Likewise, the aluminum-alloy-based crank arm offered 209.56 MPa stress from 243.04 MPa after modification under the 750 N load listed in Table 2. Although the aluminum alloy crank arm showed a lower life estimation compared with structural steel designed for 100,000 cycles, it offered 0.74299 safety factors, which is greater than the 0.56547 exerted by the structural steel crank arm. Following this, both types exhibited increased factors of safety with the addition of fillets, measuring 0.86171 and 0.65807 for the aluminum alloy and structural steel, respectively.

4.3. Fatigue Failure Analysis at Speeding Scheme (1815 N)

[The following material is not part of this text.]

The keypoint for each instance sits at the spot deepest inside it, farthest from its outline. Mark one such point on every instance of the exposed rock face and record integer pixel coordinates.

At the start of cycling, a high torque is needed to accelerate; as a result, a high load consisting of 1815 N is applied by the passenger, as determined in our reference paper. Conspicuously, our designed model should have the ability to resist loads over 1815 N in order to be investigated as an integrated model. Following this, Figure 3h and Figure 4h compare structural steel and aluminum alloy life patterns against the 1815 N load. Where the aluminum alloy completely failed to bear any load, like 0 cycles indicated at the fatigue region, structural steel has a low fatigue life of 935.77 cycles. The same fillet addition approaches were considered to increase fatigue life for both materials, but the aluminum alloy remained the same, whereas structural steel showed a positive response, reaching a high fatigue life with a value of 1388.1 cycles. One interesting phenomenon that happened during the 1815 N load scheme instead of the 310 N and 750 N schemes is that a fracture zone on the main crank arm and fixed end fracture occurred, which was completely absent up to 750 N. Likewise, structural steel provided 590.19 MPa initially and exhibited 507.49 MPa after modification; those were close to aluminum-alloy-generated stress, but structural steel was firm enough to withstand the 1815 N load. At the 1815 N load, both types of crank arms showed a lower safety factor of less than 0.5, as illustrated in Figure 3i and Figure 4i consecutively.

5. Conclusions

In this study, a computer-aided model was created according to safety regulations to avoid mistakes that lead to fatal accidents. The designed paddle structure was carefully studied in order to ascertain whether it could be sustained against the load applied during different stages of bicycle paddling. Previous works were taken into account for exact load consideration during the cycle’s starting, speeding, and climbing schemes. An aluminum alloy and structural steel were selected for finite element analysis following their comparison for the determination of the best material. During the speeding of the cycle, the passenger exerts a pedal force of 310 N. At a 310 N bearing load, structures show a high fatigue life; structural steel and the aluminum alloy showed a minimum life estimation of ${4.05\times 10}^5$ and ${1.61\times 10}^7$, respectively, whereas the designed life was set to 100,000 cycles. Nevertheless, factors of safety were satisfactory during speeding. Structural-steel and aluminum-alloy-assigned structures showed high cycle fatigue during climbing operations, but these were not sustained after 12,753 and 4734.7 cycles, respectively. Furthermore, at the start of the cycle, permanent failure happened after 935.77 cycles in structural steel, but the aluminum alloy failed without any cycle operation, as it was unable to bear the 1815 N load. Shape optimization by incorporating fillets on critical stressed zones improved fatigue life significantly, resulting in an approximate two- and seven-fold increment in structural steel and the aluminum alloy for both speeding and climbing schemes. The structural steel crank arm life shifted to one having high fatigue life estimation with the new design, but the aluminum alloy failed even after modification.

Eventually, the designed structure should be modified to make a better load-carrying, capable paddle that could bear more than a 1815 N load in order to obtain high fatigue life estimation, where altering the paddle structure, along with high-strength material selection, would be another means of addressing the issue of developing a sustainable paddle.